Other chapters have a similar ecumenicalism. They reach through time and tradition to seek out brain-bending and terrifying beauty. They leap over conventional boundaries and lunge for the unthinkable. Consider, for example, the conclusion of his chapter on nightmares:
The nightmare has a particular horror, and that horror may be expressed by any story… by Wordsworth’s Bedouin who is also Don Quixote, by scissors and threads, by my dream of the king, by the famous nightmares of Poe…. We also have the possibility of a theological interpretation, one that would be in accord with etymology. Take any of the words: the Latin incubus, the Saxon nightmare, the German Alp. All of them suggest something supernatural. Well, what if nightmares were cries from hell? What if nightmares literally took place in hell? Why not? Everything is so strange that even this is possible.

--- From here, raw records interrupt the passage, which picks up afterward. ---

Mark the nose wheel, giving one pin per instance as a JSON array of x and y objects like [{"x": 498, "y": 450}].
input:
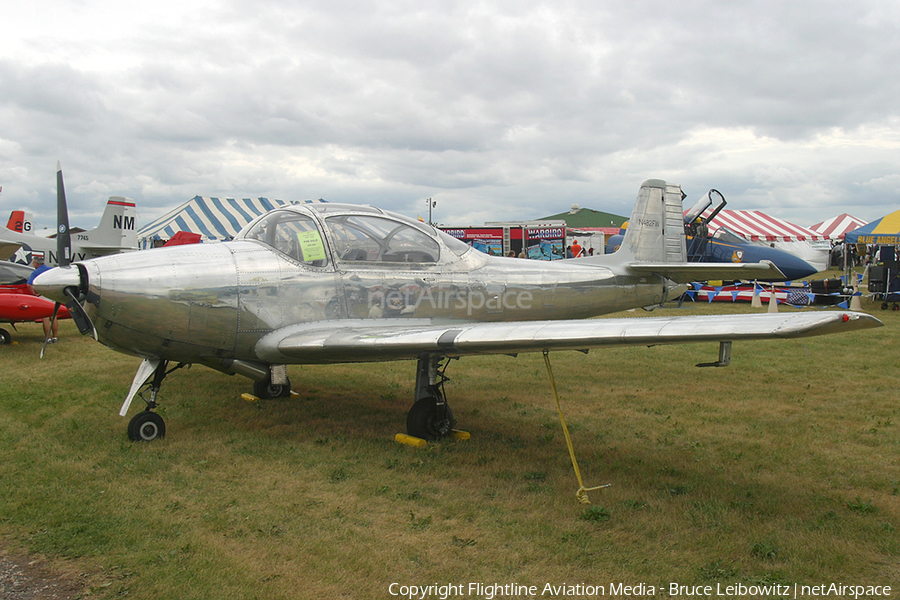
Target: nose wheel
[
  {"x": 430, "y": 417},
  {"x": 146, "y": 426}
]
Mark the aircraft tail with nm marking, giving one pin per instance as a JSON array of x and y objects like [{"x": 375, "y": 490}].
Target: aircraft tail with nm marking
[
  {"x": 654, "y": 242},
  {"x": 116, "y": 230}
]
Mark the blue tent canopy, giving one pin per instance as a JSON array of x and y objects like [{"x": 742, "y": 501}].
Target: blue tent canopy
[{"x": 213, "y": 218}]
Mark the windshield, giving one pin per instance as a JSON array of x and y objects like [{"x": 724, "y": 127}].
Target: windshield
[
  {"x": 294, "y": 235},
  {"x": 370, "y": 238}
]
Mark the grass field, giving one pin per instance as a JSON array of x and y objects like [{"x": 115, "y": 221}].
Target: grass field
[{"x": 783, "y": 468}]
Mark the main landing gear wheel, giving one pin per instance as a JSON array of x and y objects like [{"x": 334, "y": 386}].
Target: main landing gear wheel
[
  {"x": 430, "y": 420},
  {"x": 267, "y": 390},
  {"x": 146, "y": 426}
]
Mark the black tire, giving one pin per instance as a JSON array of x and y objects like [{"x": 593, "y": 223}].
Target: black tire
[
  {"x": 429, "y": 421},
  {"x": 266, "y": 390},
  {"x": 146, "y": 426}
]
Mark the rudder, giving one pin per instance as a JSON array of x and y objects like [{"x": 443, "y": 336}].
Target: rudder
[{"x": 656, "y": 230}]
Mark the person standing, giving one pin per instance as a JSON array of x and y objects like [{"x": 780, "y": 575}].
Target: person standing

About a month ago, I found Seven Nights in a moving box. I sat down on the basement floor, started reading, and got flung back to that amazing train ride from Chicago to Houston. Later that night, I searched through an old hard drive to find a narrative of my trip—a brief report to friends and colleagues. Here is my final note:
And on the train ride there and back, I read through a short essay collection of Jorge Luis Borges, South American guru. I recommend Seven Nights to anyone/everyone who loves language, literature, or philosophy. Wow.
I expressed my awe in one tight exclamation. That is all I could say in the moment. And here, now, I have not done much better. Seven Nights is more than this, more than its chapters, more than its almost fussy investigative foci, and more than its grand assertions. It is both compact and expansive, a stowaway and the entire journey itself.